Given the trends outlined in its report, SuperMoney predicts:
- Auto loan interest rates will climb as the Fed raises short-term interest rates, even though it appears no increases are on the agenda for 2019.
- Dealer-based auto lending will continue to grow in market share as banks tighten lending requirements.
- Auto leasing will continue to grow.
- Mobility-as-a-service will continue to grow. “The carsharing model will ultimately cause auto sales volume to drop,” SuperMoney asserts. “If big swaths of the market choose on-demand mobility instead of buying a private car, we will need fewer vehicles. The auto finance market will shrink, and commercial financing will grow.” This could require dealerships to consider new business models, such as participating in mobility services themselves.

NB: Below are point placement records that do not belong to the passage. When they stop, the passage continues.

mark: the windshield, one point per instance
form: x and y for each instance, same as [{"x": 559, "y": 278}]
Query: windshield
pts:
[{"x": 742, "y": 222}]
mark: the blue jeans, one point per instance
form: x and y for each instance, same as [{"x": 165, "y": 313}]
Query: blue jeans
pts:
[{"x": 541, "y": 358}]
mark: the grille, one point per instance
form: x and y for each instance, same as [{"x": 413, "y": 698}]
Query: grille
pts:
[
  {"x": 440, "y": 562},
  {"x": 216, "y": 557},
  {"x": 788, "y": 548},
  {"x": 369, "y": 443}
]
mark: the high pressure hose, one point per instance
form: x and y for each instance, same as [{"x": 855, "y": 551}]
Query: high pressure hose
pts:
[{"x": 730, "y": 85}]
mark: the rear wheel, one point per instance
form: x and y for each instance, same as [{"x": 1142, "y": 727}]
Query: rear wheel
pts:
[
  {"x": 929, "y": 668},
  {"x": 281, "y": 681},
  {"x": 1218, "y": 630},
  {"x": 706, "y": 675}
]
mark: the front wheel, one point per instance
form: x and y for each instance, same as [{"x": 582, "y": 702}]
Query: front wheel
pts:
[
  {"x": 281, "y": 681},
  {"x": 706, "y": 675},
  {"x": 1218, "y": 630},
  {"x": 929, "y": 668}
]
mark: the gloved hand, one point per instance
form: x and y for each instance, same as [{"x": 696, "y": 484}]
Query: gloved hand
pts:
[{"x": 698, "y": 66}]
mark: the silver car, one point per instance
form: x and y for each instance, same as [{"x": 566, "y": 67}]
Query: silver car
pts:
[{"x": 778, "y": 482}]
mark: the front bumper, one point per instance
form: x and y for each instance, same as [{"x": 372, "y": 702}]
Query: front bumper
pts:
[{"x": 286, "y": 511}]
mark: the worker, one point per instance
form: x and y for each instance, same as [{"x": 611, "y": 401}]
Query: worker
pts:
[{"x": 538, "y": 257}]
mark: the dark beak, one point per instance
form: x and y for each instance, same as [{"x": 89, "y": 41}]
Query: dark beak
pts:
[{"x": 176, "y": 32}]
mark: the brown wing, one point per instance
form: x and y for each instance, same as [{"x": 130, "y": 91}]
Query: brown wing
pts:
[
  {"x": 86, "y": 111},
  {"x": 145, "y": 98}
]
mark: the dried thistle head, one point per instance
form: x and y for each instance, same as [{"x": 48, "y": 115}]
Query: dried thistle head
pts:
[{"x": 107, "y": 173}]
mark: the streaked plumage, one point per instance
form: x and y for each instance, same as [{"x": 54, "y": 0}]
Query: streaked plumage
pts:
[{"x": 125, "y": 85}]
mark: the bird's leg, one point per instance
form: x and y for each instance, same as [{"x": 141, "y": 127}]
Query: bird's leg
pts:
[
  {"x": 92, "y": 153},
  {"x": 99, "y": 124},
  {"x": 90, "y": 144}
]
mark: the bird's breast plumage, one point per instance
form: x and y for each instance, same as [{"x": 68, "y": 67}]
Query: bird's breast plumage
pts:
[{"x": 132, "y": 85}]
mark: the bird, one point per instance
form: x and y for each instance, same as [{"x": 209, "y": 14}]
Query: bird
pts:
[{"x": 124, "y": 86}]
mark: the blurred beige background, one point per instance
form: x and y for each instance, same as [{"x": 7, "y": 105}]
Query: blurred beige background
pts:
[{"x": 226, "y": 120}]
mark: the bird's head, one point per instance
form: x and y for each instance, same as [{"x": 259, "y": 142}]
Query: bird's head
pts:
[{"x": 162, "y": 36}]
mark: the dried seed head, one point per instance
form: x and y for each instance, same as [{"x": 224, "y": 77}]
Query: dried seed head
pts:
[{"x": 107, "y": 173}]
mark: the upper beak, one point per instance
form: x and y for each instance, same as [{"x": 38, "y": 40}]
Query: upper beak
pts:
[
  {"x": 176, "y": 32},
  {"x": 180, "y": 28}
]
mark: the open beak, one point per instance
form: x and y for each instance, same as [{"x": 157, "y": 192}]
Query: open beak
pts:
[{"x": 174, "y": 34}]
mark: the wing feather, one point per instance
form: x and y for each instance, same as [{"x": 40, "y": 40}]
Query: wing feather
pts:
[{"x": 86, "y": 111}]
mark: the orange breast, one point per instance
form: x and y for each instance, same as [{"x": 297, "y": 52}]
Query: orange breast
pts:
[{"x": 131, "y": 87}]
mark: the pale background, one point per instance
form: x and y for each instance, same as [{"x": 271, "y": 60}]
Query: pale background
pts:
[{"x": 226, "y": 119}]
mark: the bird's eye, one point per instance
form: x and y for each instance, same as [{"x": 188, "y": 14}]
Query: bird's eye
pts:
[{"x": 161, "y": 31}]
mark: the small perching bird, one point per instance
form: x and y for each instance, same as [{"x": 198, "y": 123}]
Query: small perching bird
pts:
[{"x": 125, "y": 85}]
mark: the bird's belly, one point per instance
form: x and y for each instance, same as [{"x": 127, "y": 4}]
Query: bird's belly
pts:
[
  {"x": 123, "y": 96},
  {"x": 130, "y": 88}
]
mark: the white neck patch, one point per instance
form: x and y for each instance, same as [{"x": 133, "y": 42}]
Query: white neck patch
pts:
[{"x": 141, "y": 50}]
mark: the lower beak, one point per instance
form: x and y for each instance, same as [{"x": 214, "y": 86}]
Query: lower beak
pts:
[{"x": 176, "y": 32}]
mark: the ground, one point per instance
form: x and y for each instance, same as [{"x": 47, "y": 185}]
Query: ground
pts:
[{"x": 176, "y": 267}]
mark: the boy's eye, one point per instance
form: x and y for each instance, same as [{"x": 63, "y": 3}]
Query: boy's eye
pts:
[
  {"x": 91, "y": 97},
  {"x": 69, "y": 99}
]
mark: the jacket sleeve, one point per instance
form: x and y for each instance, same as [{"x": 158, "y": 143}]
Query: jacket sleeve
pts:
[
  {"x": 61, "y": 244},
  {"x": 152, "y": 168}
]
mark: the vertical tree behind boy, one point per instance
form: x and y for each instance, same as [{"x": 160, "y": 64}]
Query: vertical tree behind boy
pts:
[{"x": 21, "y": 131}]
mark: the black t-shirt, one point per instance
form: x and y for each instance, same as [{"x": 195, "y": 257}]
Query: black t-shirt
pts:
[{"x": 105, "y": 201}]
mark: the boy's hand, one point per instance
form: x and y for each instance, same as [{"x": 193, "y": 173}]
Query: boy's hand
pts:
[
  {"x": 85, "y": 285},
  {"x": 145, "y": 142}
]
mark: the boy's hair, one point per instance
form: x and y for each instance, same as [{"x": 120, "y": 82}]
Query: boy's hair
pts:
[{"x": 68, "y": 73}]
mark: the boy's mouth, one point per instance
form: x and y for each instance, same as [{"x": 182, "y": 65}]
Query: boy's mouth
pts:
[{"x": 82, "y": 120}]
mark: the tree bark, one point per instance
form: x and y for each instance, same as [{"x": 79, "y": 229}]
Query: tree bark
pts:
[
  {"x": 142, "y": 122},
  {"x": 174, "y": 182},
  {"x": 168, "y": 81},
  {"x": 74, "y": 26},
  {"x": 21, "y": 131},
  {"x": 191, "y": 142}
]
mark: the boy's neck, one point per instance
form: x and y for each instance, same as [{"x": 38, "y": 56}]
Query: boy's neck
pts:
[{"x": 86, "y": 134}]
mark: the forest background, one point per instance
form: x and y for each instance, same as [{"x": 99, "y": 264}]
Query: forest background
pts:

Some economists have warned that the economy is due for a slowdown. Even if that turns out to be true, however, people will need to be able to get around. There will still be a market for auto sales, and for the credit that makes ownership possible.
“I would say this,” said Chesbrough. “If there is a slowdown, consumers are going to be very focused on affordability. So having an assortment of products buyers can afford will be key.” Chesbrough thinks that the availability of quality “gently-used” vehicles will continue.
While he doesn’t see any indications that the larger economy is going to stall, Zanan does think that beefing up skills in auto financing as well as personal relationships with banks is a good thing. “If there is an economic downturn,” he said, “you can make a case that the average credit score is going to be lower. Then as more consumers enter subprime territory, dealers will need to know how to work with that kind of credit. They’ll need to know the banks that specialize in subprime, and how to structure deals to get people approved.”
Chesbrough himself doesn’t see any strong reason to expect bad news in the economy. “There’s very little to point to today — just continuing headwinds around affordability, high prices, and interest rates,” he said. “There’s nothing to say the markets are getting worse any time soon. It’s just getting a little more challenging.”